While GPT-4o shows promise identifying severe DR, limitations in distinguishing early stages exist and highlight the need for further refinement before clinical usage in DR screening. Unlike traditional CNN-based tools like IDx-DR, GPT-4o is a multimodal foundation model with a fundamentally different architecture and training process, which may contribute to its diagnostic limitations. GPT-4o and other LLMs are not designed to learn about important DR features like microaneurysms or hemorrhages using pixel data which is why they may struggle to detect DR compared to CNN models.
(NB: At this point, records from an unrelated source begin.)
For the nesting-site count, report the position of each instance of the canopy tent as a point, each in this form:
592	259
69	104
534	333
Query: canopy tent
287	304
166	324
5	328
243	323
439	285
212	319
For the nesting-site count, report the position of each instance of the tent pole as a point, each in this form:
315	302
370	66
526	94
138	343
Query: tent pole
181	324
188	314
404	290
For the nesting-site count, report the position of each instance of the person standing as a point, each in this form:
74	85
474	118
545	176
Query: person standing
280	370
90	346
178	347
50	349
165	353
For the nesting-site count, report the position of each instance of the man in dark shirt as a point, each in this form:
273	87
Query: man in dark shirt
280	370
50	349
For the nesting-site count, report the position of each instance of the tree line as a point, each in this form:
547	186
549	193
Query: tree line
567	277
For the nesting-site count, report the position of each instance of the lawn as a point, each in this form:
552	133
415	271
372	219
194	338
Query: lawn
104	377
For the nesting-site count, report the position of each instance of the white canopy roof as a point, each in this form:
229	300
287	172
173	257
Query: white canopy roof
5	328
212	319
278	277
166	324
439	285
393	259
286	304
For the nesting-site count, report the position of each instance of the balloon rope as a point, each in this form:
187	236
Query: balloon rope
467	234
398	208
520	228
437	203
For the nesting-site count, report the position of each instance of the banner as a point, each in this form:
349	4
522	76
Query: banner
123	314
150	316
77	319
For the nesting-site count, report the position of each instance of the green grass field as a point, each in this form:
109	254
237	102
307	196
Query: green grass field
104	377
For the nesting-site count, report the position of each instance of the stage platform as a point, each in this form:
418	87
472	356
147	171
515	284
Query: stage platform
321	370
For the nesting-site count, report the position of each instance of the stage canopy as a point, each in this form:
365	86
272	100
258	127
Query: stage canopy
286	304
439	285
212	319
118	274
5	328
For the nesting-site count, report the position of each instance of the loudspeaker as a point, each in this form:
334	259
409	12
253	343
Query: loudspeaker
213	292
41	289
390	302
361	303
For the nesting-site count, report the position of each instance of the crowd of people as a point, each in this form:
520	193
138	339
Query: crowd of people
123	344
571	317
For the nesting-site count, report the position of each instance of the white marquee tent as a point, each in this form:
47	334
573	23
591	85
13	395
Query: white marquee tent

糖尿病视网膜病变(DR)是工作年龄成年人视力丧失的主要原因。尽管早期DR检测很重要,但由于眼科护理人员能力有限,只有60%的糖尿病患者接受了推荐的年度筛查。已开发出经美国食品药品监督管理局(FDA)批准的人工智能系统,以满足对DR筛查日益增长的需求;然而,高成本和专用设备限制了其可及性。需要评估更易获取且同样准确的人工智能系统,以消除这种差距。本研究评估了ChatGPT-4 Omni(GPT-4o)从彩色眼底照片(CFP)中对DR进行分类的诊断准确性,以评估其作为低成本替代筛查工具的潜力。
我们利用了来自Kaggle的公开可用的EyePACS DR检测竞赛数据集,其中包括2500张CFP,代表无DR、轻度DR、中度DR、重度DR和增殖性DR。每张图像都以8个旨在提高模型准确性的提示之一呈现给GPT-4o。通过混淆矩阵分析结果,并计算准确性、精确性、敏感性、特异性和F1分数等指标来评估性能。
在提示1-3中,GPT-4o对将图像分类为无DR表现出强烈的偏向性,平均准确率为51.0%,而其他阶段的准确率在70%至80%之间。GPT-4o在错误分类方面存在困难,尤其是在相邻的DR级别之间。它在检测增殖性DR(4级)方面表现最佳,F1分数高于0.3,准确率超过80%。在二分类任务(提示4.1-4.4)中,GPT-4o的性能有所提高,不过它在区分轻度DR方面仍然存在困难(准确率为49.8%)。与FDA批准的人工智能系统相比,GPT-4o的敏感性(47.7%)和特异性(73.8%)显著更低。
虽然GPT-4o在识别重度DR方面显示出前景,但在区分早期阶段存在局限性,这突出表明在DR筛查临床应用之前需要进一步改进。与IDx-DR等传统基于卷积神经网络(CNN)的工具不同,GPT-4o是一个多模态基础模型,具有根本不同的架构和训练过程,这可能导致其诊断局限性。GPT-4o和其他语言模型并非设计用于使用像素数据了解微动脉瘤或出血等重要的DR特征,这就是为什么与CNN模型相比,它们在检测DR方面可能存在困难。